Friday, 6 August 2010

"I'd like to speak to my doctor"

I was chatting with a lady the other day who is not a patient at our practice. She told me that she had phoned her surgery to ask to speak to her doctor. Not necessarily immediately, but sometime in the next day or so. Would the doctor ring her back?  My friend received a straightforward reply, 'No!' It transpired that the doctor wasn't available on the day of the request. Indeed when pressed the receptionist said that the doctor wouldn't ring back because she was 'in and out over the next few days'. And anyway 'our doctors don't ring patients back'.

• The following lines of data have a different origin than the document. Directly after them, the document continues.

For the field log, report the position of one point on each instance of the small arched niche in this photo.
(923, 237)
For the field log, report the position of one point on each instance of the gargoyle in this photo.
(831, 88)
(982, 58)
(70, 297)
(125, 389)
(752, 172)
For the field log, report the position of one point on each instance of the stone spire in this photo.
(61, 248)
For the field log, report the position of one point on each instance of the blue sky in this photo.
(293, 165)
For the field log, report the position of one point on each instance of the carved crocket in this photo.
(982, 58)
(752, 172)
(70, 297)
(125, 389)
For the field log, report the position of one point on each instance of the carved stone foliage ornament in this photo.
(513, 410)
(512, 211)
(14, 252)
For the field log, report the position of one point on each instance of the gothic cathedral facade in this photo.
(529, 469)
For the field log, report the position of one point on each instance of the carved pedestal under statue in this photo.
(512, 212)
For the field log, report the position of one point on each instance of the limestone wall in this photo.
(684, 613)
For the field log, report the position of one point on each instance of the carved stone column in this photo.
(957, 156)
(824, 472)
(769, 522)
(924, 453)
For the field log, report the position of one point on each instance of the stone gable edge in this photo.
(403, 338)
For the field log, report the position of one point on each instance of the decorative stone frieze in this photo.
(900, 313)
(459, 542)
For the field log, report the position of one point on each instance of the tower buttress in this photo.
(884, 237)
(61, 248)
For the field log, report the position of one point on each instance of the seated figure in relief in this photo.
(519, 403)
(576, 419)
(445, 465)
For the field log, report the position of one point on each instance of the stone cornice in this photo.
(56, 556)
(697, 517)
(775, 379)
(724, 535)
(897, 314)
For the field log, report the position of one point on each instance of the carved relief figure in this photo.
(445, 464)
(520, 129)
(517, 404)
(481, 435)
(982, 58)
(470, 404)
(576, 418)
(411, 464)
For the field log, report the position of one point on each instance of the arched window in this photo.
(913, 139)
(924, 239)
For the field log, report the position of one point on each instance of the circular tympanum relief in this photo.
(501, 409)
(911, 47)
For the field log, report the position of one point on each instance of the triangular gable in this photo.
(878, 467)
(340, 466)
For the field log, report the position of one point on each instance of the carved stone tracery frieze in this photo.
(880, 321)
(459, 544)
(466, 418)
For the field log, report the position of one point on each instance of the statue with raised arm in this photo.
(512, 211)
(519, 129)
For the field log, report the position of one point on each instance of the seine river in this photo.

Eventually my fiend was told that she could ring at 4.23pm in 4 days time and speak to 'a doctor'. There was no guarantee of which doctor it would be,  but that was the only way of 'speaking to the doctor'.

I despaired when I heard this. Why make it so difficult to access the doctor?  There are multiple things that patients may want to chat about over the phone. I returned about  20 phone calls to patients today. Some were anxious about symptoms so I have squeezed them into surgeries in the next few days. Some wanted to discuss blood results, some wanted clarification about medication  and there were various other queries. OK I had a busy day, taking these phone calls as well as doing surgeries and reading/writing letters and doing other paperwork, but it was good to provide a service.

Us doctors really should put ourselves in our patient's position sometimes and realise how frustrating some of our behaviour is. With the Daily Mail on our case I fear we only have ourselves to blame. Of course some patients will abuse open accessibility, but even then it shouldn't be impossible to discuss it and come to a compromise. I fear that constantly moaning about the conduct of patients blinds us to our own deficiencies. It's good to talk.

Wednesday, 4 August 2010

First day at the coal face!

This is our youngest daughter Hannah.  Today is her first day as an A&E doctor at Bedford Hospital. Having worked for one year as a Foundation doctor she is now a 'senior' house officer.

Up until now Hannah has spent much of her time carrying out the wishes of more senior doctors. So now begins the daunting task of making her own decisions about patient's diagnoses and treatment.

I have to say I've been impressed with Hannah's commitment and conscientiousness (two words generally absent from my school reports). Old doctors like me tend to generalise about the modern young doctors and their 9-5 mentality, but Hannah has proved me wrong.

It gives me hope that if I'm spared I'll be well cared for by the medical profession in my old age. If only I could count on the NHS being preserved. I really hope so.

All the best to her.

Convicted by the nails

In her very helpful booklet TheWay of Jesus, Beccy Pippert quotes Martin Luther as saying, 'we carry  his nails in our pockets'. She was trying to help a friend see that all of us contributed to the death of Jesus on the cross. 'All of us are responsible for the death of the only true innocent who ever lived. It wasn't murder though, Jesus gave his life as a gift.'

I couldn't help but think of this when I was speaking to a Trading Standards Officer last week. He told me of an elderly lady who had been fleeced by some rogue traders who had charged her several thousand pounds for replacing supposedly damaged rafters in her roof. All they had done was made alot of banging noise in the loft whilst merely nailing one needless piece of wood to the old rafters. However they had been caught and punished. And the story of how they were caught was fascinating.

After the crime had been discovered, the official had been able to trace the retailer who had sold the nails in the loft. And more than that, he had been able to trace when the nails had been supplied to the retailer and when they had been sold. But even more amazingly he had been able to track down the CCTV footage of the actual sale of the 'guilty' nails. The criminals had been convicted by their nails!

And so each of us played our part in the death of Jesus. It shold move us to worship. In the words of the worship song
I'll never know how much it cost
to see my see upon that cross
 We are all convicted by the  nails in our pocket.

A message from the other side

No, not that side! But thank God got through surgery ok yesterday. And thanks to all for love support and prayer.